# Book dataset
#### Path of the following dataset : [LREC-COLING2024_Dataset](https://drive.google.com/drive/u/1/folders/11dBJ63S80xHNCcAhMT498y-fZyZTDuqx)

#### This dataset is originally from [Book-Crossing](https://grouplens.org/datasets/book-crossing/). We contains part of original data which we utilized for our prepocessing. 

- `BX-Book-Ratings.csv` : Original user rated data is contained in the file (User-ID, ISBN, Book-Rating).
- `BX-Books.csv` : Book information is contained in the file (ISBN, Book-Title, Book-Author, Year-Of-Publication, Publisher).

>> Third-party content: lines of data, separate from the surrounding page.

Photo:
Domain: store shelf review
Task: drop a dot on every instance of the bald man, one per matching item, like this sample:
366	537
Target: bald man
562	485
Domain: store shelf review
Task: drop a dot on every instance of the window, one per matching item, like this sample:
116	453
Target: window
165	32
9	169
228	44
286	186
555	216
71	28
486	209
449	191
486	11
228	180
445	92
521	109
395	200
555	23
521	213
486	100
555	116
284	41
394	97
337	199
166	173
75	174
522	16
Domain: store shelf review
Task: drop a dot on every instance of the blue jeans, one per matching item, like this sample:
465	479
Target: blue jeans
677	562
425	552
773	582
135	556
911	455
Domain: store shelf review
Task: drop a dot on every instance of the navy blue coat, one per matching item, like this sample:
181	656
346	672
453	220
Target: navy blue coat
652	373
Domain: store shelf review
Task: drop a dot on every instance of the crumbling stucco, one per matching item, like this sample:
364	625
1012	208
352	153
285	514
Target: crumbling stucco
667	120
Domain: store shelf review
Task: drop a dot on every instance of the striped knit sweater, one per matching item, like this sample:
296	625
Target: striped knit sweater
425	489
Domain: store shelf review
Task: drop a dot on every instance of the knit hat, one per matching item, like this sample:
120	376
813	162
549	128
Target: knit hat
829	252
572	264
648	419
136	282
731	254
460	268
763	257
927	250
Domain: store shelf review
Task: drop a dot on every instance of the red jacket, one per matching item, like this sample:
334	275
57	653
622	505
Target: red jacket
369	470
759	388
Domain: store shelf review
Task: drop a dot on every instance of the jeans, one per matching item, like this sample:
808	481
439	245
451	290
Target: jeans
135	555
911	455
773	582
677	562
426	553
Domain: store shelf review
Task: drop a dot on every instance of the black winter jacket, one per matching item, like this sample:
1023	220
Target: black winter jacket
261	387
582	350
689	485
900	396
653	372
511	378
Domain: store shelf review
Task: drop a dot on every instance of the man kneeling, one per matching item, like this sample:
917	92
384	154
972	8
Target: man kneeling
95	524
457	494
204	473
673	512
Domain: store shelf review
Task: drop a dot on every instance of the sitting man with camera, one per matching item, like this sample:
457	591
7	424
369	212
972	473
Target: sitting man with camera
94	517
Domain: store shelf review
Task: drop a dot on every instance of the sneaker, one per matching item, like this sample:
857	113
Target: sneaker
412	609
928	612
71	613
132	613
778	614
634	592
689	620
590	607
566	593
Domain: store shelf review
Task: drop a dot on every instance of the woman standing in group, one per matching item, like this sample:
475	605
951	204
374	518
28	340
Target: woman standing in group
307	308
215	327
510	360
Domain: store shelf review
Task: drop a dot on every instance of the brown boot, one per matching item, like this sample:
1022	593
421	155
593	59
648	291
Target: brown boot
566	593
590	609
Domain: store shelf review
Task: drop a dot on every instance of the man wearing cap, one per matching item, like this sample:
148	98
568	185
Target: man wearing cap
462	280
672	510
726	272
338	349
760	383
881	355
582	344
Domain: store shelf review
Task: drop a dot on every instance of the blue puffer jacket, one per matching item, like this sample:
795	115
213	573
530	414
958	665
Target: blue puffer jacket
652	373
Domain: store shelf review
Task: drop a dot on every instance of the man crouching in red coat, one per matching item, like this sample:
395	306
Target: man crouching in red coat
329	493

#### [RippleNet](https://github.com/hwwang55/RippleNet/tree/master/data/book) author built a knowledge graph (KG) through Microsoft Santori. 

- `item_index2entity_id.txt` : Mapping table of Book-Crossing's ISBN to indexed number. 
- `kg.txt` : Triplet of KG (book-relation-entity).
- `kg_relation.txt` : KG relations are presented in text.
- `ratings_final.txt` : User rated data based on RippleNet author's assumption.

#### Positive/Negative pairs for Contrastive Loss that we proposed.

- `pos_neg_pairs_from_genres.txt` : Used the genre information solely.
- `pos_neg_pairs_from_title_genres.txt` : Used both the genre and title information.

#### Semantic text embedding.

- `synop_emb_book.npy` : Embedding of human generated description (from [Goodreads](https://www.goodreads.com/) and [GoogleBooks](https://books.google.com/)), Encoded by BERT_base. 
- `synop_emb_book_llama.npy` : Embedding of generated description using LLaMA, Encoded by BERT_base. 

** Due to the fact that the descriptions are obtained through crawling or generated using a personal API for research purposes, we are unable to make them publicly available.